Hades had even noticed her parts in her dance with the sisters, but he hadn’t said anything.
Out of respect, perhaps. Or because he understood. She’d never know which, and he’d never admit it either way. It didn't matter really.
Cause, later on, Hades had decided he truly didn’t care when Danny befriended his son, that awkward, haunted boy of his who smiled just a little more easily around her son than almost anyone else besides Apollo’s golden healer who held the little prince's heart.
She'd forever be thankful for their roles in her little Enodia's life.
Still, some wounds changed you in ways even gods couldn’t undo.
Danny had still smiled after the 'accident'. He still cracked jokes from his hospital bed. He still thanked her, voice hoarse but sincere when she'd been able to visit. But the chill of the Underworld clung to him now, subtle and persistent.
His bright blue eyes carried a tint of ghost fire in them now.
Magic recognized him differently, and so did monsters.
It’s what pushed her towards finally sending him to Camp Half-Blood, where he’d inevitably meet the Underworld’s prince. It's what had her doing a lot of things differently. She’d claimed him the moment he crossed the barrier. Her symbol had flared above his head for all the world to see, torches, keys, crossroads burning brighter than ever before because he was magic and choice and liminality given form. He was her spark of light on long nights.
Danny had loved the archery range almost as much as he loved spellwork. He’d taken after both of his mother’s preferred habits, and Will Solace had been the first to truly welcome him to camp, all sunshine smiles and easy warmth. They’d clicked almost instantly, her son walking around with his hands behind his head without a single care in the world while Will showed him around camp, introducing him to every place he could think of like the infirmary, a place Danny would come to frequent with alarming regularity.
He’d even clapped her son on the back in support when he learned that Danny chose the bow over flashier weapons. Oh, his half-siblings had been jealous, but every god and goddess had a favorite child, and Danny had been hers.
Hecate had gifted him a longbow and a hunting knife, amused beyond measure when he learned to channel spellwork into his shots.
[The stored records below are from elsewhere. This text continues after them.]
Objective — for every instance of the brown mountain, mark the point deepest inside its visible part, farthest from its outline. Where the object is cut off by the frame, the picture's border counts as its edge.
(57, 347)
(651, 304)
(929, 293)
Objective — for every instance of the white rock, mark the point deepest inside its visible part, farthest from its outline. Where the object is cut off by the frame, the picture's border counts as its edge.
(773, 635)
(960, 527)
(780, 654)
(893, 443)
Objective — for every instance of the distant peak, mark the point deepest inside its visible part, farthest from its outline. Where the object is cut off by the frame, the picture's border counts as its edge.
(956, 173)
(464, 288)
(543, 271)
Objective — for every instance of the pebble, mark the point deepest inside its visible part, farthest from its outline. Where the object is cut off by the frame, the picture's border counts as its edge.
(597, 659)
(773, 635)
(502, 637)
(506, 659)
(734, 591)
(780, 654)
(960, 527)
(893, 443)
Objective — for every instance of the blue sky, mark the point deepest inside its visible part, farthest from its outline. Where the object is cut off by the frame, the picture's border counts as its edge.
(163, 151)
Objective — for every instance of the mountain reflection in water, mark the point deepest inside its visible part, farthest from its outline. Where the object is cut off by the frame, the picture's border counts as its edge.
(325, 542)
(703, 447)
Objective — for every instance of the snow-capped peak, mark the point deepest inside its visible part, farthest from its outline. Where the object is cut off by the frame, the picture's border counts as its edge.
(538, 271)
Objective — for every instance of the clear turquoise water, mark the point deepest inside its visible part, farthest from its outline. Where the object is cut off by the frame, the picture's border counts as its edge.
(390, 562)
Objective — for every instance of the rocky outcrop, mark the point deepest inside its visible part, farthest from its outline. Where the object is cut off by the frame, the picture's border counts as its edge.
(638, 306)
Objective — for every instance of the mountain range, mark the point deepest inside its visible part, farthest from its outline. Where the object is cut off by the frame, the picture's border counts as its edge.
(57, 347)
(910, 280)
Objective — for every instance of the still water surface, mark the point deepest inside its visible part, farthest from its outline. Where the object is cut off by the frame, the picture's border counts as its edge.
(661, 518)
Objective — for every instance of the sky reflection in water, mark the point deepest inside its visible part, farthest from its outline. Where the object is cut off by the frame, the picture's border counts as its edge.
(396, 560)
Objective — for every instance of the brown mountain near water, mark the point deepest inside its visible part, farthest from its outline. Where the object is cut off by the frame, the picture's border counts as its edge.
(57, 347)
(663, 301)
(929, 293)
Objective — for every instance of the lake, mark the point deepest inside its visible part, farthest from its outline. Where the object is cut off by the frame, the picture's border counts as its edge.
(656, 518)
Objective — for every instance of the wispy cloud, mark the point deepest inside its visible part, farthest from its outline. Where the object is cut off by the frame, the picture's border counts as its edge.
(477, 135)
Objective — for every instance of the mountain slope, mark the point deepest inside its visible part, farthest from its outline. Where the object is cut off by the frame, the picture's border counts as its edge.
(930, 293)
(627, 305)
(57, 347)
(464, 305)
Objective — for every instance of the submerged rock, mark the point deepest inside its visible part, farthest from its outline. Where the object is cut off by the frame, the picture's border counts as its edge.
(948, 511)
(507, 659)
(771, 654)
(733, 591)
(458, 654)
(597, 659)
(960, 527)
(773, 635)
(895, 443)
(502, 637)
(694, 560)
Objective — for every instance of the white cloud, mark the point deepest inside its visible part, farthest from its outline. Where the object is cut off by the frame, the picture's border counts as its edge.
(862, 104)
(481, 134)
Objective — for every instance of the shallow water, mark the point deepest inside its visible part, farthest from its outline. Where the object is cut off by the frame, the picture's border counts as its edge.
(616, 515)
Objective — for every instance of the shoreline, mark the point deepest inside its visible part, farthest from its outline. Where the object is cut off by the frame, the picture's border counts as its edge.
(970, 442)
He constantly made her and Maddie proud, but Danny was still her son, her pride and joy. He was a budding sorcerer nearly on par with Circe, one of her greatest students. He couldn’t overpower her in a battle of spells, not yet, not anytime soon, but he was still young, and nowhere near done growing.
It was little wonder that Olympus collectively aged five years every time he visited camp for the summer. But he took his studies seriously. His imagination, fostered by parents who hunted the supernatural, was a thing of genuine wonder.
A simple protection ward could become a labyrinth if reworked just right. Open one door, end up on the far side of camp. Or possibly even farther.
A ball of light meant to simply illuminate the darkness could become a miniature sun in his hands. Chiron had quickly banned that particular creation of his after the Hephaestus kids tried to turn it into a fuel source.
And yet, Olympus would never sing his praises.
Ares liked his spirit. Hephaestus saw too much of his own favorite in him, too much laughter masking too much pain.
She’d never spoken his name too loudly among the others. She knew what attention did. She watched Zeus strike at the children of his brothers. She’d seen what Hera did to powerful demigods. She refused to risk the same with her favoured child.
No grand prophecy would ever entangle Danny in the Fates’ web if she could ever help it.
She handed out quests strategically. Pushed him sideways when fate tried to pull him straight.
Now, in the infirmary, she watched Danny yelp as Will flicked his forehead.
“Stop grinning, you idiot,” Will scolded. “You almost died.”
Danny grinned wider before he started begging for mercy a few seconds later when Will made a point of tightening his bandages. “Sorry, sorry.”